[Date Prev][Date Next][Thread Prev][Thread Next][Date Index][Thread Index]
Re: [idn] who should be doing IDN filtering
--On Thursday, 17 February, 2005 09:58 +0000 "Adam M. Costello"
<idn.amc+0@nicemice.net.RemoveThisWord> wrote:
>...
>> ...assuming we can make the language tag available via some
>> dns tricks or some API...
>
> I don't see that happening. The IDN working group decided
> quite deliberately that domain names would not contain any
> meta-info like language tags; they're just text strings.
Concur. I also concur with the several folks who have pointed
out that, at browser time, language information won't do a whole
lot of good, at least without access to every per-domain table
for the characters that are assumed to be bound to a given
browser.
> Still, I expect that some not-terribly-complex heuristics,
> based only on the bare character strings, could go a long way
> toward exposing suspicious domain names.
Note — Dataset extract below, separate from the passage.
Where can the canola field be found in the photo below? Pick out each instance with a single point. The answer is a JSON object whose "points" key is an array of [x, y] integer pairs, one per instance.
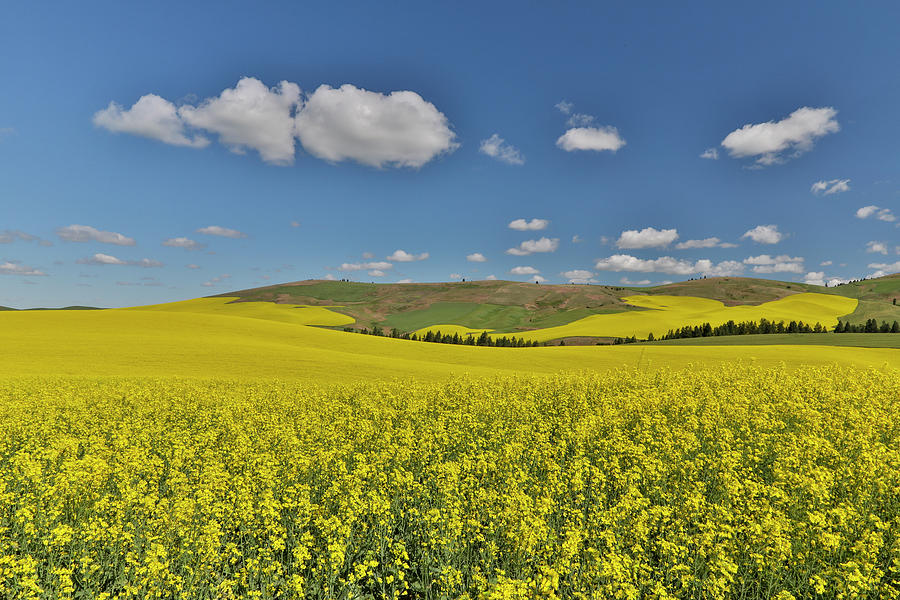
{"points": [[670, 312], [726, 482], [213, 338]]}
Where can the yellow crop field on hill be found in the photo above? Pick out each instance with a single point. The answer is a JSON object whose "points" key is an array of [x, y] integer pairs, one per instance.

I used to be convinced of this, but have become increasingly
skeptical about how far it would take us. The easiest tests in
principle are for for homogeneity of characters within a label
(the "one label, one script" test, more or less). Those tests
are indeed fairly simple if the label contains characters that
form a contiguous block in Unicode that conforms, more or less,
to one script. That requires a somewhat fuzzy definition of
"script", which is probably ok, but also isn't a hugely good
test once one gets out of the low-end of the BMP and the scripts
taken over, as blocks, from prior standards. After that, the
tests get more complex, to the point that one can imagine
needing all of the Unicode script tables (assuming they are
adequate, which they probably are for this purpose) within the
application to make a good test. A test based on those tables
wouldn't be terribly complex computationally, but the notion of
carrying those tables around in resource-limited devices, or
even in a browser whose footprint one was trying to minimize,
gets a little dicey.
But the important question, I think, is what attacks that would
protect us against. Certainly, it would provide protection
against a name accidentally registered with an odd mix of
characters. But I suggest that is a null set -- if a label is
entered into the DNS with a heterogeneous collection of
characters,
it is because someone decided to do it and the registrar and
registry decided to permit them to do it. That isn't an
accident, that is a deliberate set of decisions, for whatever
reasons. As the bad guys get more sophisticated, there are
going to be attacks that will be far harder to detect than
either the paypal or yah00 examples that have shown up on this
list, many of them probably involving mixtures of scripts
neither of which is Roman-based.
So, should the browsers (or other UI programs) take whatever
precautions and issue whatever warnings are reasonably feasible?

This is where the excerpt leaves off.